My best friend purses her glossy lips and takes a sip of Taittinger champagne—a tiny one, since champagne has carbs, and Bella lives in constant fear that her hourglass figure will turn lumpy before she can make it down the aisle in a size-2 wedding dress.

“So three-plus months,” she says, giving my hair a once-over. “Your ends might survive it if you don’t flat-iron your hair, but the roots . . . ugh.”

“Maybe I could just wear a bag over my head,” I say, taking a sip of my own champagne. A bigger sip than Bella’s, because unlike my curvy friend, I’m more of the willowy (read: flat-chested) type, and if my parents’ genetics are any indication, my beanpole figure will probably outlast my teeth.

Being able to legally drink at my parents’ frequent social gatherings is pretty much the only good thing about getting older. I suspect that’s one of the reasons the drinking age is twenty-one. It’s as though some wise person way back when knew that alcohol would start to get reaaaaally helpful at that point of your life. I’m nearly twenty-two, and God knows I’ve found a drink handy a time or two. Especially in the last year.

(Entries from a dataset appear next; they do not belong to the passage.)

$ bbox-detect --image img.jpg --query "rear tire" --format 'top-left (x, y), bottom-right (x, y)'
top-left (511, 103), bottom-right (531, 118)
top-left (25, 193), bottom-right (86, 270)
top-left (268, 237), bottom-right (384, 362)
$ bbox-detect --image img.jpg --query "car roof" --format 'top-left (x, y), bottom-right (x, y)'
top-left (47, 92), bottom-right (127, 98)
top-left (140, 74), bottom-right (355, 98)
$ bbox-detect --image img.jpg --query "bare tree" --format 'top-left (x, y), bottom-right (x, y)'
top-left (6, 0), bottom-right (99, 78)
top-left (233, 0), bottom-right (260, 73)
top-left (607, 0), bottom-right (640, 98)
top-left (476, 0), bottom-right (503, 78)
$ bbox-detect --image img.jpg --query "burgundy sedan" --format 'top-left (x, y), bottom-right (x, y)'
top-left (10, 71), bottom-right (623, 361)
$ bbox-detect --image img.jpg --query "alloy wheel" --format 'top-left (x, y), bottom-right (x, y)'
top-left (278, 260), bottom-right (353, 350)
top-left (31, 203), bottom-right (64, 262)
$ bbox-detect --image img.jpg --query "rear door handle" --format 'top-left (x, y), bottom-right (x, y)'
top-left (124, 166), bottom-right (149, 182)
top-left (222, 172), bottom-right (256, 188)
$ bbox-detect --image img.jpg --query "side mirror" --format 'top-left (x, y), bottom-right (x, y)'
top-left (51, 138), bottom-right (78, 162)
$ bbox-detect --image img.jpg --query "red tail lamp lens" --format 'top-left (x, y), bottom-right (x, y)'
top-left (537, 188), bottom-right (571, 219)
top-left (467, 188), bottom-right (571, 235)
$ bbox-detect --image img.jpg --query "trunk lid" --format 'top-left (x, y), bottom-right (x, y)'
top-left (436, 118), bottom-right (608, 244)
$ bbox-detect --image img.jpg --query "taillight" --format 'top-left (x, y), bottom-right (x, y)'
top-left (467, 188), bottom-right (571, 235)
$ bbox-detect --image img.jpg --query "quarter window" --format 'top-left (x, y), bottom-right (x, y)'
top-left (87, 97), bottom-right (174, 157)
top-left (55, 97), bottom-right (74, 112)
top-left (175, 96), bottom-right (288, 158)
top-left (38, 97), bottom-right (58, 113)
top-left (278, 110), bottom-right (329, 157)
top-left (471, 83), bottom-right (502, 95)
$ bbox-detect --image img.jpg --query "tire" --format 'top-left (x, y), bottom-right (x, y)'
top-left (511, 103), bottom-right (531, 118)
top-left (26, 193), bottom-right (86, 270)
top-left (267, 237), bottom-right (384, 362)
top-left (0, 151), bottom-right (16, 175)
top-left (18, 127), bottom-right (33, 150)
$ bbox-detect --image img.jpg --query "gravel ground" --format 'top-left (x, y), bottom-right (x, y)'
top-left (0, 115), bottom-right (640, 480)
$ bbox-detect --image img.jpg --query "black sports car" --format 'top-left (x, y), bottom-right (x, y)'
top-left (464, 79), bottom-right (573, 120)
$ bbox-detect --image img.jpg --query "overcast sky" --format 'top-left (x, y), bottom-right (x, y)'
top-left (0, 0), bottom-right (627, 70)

I catch a whiff of candy-scented perfume a second before an arm goes around my waist.

“You’ll never guess who dared to show his face,” my friend Andrea murmurs in my ear. “And he brought her.”

Bella and Andrea are giving me that wary, wide-eyed look that everyone gets when Ethan Price and I are in the same room, and before I know it I’m flanked by four of my other friends, all nearly identical in jewel-colored cocktail dresses and designer high heels.